Chapter 258 Human Papillomaviruses
Epidemiology
The most common manifestation of HPV is latent infection, defined by the detection of HPV DNA in the absence of any detectable HPV-associated lesion. Approximately 20% of sexually active adolescents have detectable HPV at any given time and have normal cytologic findings and no detectable lesions. External genital warts are much less common, occurring in <1% of adolescents. The most common clinically detected lesion in adolescent women is the cervical lesion termed low-grade squamous intraepithelial lesion (LSIL) (Table 258-1). This lesion appears to occur in 25-30% of adolescents infected with HPV. LSILs are considered benign cellular changes associated with HPV infection. As with HPV DNA detection, most LSILs regress spontaneously in young women and do not require any intervention or therapy. Less commonly, HPV can induce more severe cellular changes, termed high-grade squamous intraepithelial lesions (HSILs) (Chapter 547).
DESCRIPTIVE DIAGNOSIS OF EPITHELIAL CELL ABNORMALITIES | EQUIVALENT TERMINOLOGY |
---|---|
SQUAMOUS CELL | |
Atypical squamous cells of undetermined significance (ASC-US) | Squamous atypia |
Atypical squamous cells, cannot exclude HSIL (ASC-H) | |
Low-grade squamous intraepithelial lesion (LSIL) | Mild dysplasia, condylomatous atypia, HPV-related changes, koilocytic atypia, cervical intraepithelial neoplasia (CIN) 1 |
High-grade squamous intraepithelial lesion (HSIL) | Moderate dysplasia, CIN 2, severe dysplasia, CIN 3, carcinoma in situ |
GLANDULAR CELL | |
Endometrial cells, cytologically benign, in a postmenopausal woman | |
Atypical glandular cells of undetermined significance | |
Endocervical adenocarcinoma | |
Endometrial adenocarcinoma | |
Extrauterine adenocarcinoma | |
Adenocarcinoma, not otherwise specified |
Some infants may acquire papillomaviruses during passage through an infected birth canal, leading to recurrent respiratory papillomatosis. Cases also have been reported after cesarean section. The maximum incubation period for emergence of clinically apparent lesions (genital warts or laryngeal papillomas) after perinatally acquired infection is unknown but appears to be 6 mo (Chapter 382.2).
Genital warts appearing in later childhood may result from sexual abuse with HPV transmission during the abusive contact.

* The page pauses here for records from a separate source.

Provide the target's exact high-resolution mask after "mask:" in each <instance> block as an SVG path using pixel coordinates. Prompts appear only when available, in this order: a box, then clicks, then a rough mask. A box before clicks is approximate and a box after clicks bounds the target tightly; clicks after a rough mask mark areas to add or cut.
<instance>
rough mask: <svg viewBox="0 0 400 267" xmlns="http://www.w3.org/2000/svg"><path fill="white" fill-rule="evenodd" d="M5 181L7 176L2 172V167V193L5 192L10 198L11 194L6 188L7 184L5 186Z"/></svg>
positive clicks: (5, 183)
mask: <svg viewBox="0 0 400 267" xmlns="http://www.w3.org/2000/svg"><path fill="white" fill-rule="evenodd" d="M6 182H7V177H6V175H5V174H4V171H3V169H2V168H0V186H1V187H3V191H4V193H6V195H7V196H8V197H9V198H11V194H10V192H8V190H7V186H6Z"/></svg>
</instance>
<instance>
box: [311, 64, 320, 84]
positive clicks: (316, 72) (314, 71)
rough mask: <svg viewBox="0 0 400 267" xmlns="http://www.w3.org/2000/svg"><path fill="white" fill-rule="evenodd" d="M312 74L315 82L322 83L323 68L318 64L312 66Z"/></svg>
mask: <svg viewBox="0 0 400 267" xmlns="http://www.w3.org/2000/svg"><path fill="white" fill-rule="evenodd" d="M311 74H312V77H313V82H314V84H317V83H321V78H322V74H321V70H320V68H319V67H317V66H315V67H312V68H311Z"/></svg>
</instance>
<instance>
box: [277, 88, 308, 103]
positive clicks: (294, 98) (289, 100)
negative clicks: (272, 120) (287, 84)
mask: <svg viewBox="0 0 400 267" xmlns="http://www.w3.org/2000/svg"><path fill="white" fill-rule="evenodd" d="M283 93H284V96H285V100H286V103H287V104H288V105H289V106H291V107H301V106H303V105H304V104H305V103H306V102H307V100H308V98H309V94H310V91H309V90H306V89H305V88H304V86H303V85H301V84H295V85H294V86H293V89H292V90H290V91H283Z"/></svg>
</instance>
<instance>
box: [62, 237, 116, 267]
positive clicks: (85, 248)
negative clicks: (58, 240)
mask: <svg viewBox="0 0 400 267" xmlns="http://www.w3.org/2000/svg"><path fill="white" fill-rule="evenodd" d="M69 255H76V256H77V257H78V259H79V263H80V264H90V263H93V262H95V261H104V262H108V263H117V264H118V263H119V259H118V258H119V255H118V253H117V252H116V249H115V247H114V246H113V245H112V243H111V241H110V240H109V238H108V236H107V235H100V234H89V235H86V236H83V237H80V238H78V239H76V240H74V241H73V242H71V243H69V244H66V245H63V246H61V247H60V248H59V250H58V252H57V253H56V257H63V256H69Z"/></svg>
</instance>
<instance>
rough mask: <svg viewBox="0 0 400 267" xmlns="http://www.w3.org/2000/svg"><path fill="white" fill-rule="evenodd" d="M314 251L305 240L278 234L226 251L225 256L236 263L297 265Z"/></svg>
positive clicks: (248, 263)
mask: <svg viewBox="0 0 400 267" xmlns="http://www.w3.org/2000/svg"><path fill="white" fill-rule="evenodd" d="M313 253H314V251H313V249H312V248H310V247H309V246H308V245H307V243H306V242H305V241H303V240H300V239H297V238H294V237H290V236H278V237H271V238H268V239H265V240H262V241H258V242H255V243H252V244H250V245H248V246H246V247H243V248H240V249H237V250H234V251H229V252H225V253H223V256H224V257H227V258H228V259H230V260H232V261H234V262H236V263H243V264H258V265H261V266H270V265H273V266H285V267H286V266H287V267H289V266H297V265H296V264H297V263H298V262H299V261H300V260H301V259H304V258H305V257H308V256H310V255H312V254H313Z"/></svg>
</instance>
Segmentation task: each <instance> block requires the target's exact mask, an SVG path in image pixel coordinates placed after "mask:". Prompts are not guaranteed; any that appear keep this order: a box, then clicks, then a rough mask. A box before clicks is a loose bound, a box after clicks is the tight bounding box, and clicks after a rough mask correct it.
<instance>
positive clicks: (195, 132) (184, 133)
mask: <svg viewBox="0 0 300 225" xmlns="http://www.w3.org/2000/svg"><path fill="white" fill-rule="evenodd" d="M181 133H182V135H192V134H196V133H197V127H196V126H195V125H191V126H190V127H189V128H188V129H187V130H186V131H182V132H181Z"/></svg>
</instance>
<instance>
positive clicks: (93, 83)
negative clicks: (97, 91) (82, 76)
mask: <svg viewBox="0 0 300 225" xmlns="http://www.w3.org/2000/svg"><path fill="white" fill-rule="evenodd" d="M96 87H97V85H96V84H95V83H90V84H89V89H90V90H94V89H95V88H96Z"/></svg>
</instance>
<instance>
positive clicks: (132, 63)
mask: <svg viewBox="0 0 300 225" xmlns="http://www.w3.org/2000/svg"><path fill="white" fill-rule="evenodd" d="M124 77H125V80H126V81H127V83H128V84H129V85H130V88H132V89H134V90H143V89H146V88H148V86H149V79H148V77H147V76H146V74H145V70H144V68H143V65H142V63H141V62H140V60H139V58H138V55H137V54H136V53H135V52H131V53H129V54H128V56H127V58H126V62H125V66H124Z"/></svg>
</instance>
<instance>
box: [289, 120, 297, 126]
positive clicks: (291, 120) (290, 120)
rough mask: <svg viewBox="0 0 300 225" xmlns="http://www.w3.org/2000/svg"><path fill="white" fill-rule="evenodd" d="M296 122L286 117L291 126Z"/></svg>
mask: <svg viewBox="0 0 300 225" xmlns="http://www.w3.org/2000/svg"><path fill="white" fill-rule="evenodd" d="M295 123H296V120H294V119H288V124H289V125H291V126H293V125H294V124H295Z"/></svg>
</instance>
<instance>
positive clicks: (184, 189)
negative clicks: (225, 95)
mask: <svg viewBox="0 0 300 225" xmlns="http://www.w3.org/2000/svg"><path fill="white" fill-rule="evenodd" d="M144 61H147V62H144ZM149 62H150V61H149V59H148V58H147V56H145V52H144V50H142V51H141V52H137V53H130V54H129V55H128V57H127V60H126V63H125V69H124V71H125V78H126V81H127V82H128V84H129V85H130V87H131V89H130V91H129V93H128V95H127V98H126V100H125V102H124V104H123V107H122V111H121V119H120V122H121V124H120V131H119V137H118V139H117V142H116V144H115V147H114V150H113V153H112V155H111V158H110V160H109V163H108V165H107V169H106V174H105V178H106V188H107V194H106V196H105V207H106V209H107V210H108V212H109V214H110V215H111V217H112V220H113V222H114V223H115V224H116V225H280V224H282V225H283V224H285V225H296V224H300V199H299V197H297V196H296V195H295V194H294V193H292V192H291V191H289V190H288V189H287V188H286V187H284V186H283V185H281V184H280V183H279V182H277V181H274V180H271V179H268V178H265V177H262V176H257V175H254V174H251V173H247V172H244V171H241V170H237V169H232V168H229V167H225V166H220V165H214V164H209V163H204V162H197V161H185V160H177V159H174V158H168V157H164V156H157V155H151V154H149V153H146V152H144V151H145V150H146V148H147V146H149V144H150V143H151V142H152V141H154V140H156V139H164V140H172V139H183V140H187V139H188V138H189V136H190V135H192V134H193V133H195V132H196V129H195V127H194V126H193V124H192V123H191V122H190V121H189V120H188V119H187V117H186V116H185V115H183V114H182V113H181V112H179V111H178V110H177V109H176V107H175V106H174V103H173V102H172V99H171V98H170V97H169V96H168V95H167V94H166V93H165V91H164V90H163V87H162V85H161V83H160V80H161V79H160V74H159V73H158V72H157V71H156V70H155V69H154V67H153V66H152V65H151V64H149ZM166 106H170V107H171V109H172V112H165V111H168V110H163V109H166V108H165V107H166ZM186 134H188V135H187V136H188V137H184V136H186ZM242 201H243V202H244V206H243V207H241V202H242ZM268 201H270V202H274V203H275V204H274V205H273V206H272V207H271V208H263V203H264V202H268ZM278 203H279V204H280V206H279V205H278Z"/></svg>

Genital warts may represent a sexually transmitted infection even in some very young children. Their presence is cause to suspect that possibility. A child with genital warts should therefore be provided with a complete evaluation for evidence of possible abuse (Chapter 37.1), including the presence of other sexually transmitted infections (Chapter 114). Presence of genital warts in a child does not confirm sexual abuse, because perinatally transmitted genital warts may go undetected until the child is older. Typing for specific genital HPV types in children is not helpful in diagnosis or to confirm sexual abuse status, because the same genital types occur in both perinatal transmission and abuse. Nonetheless, the type detected in the infant is not always the same as the mother’s type, suggesting other sources of HPV acquisition.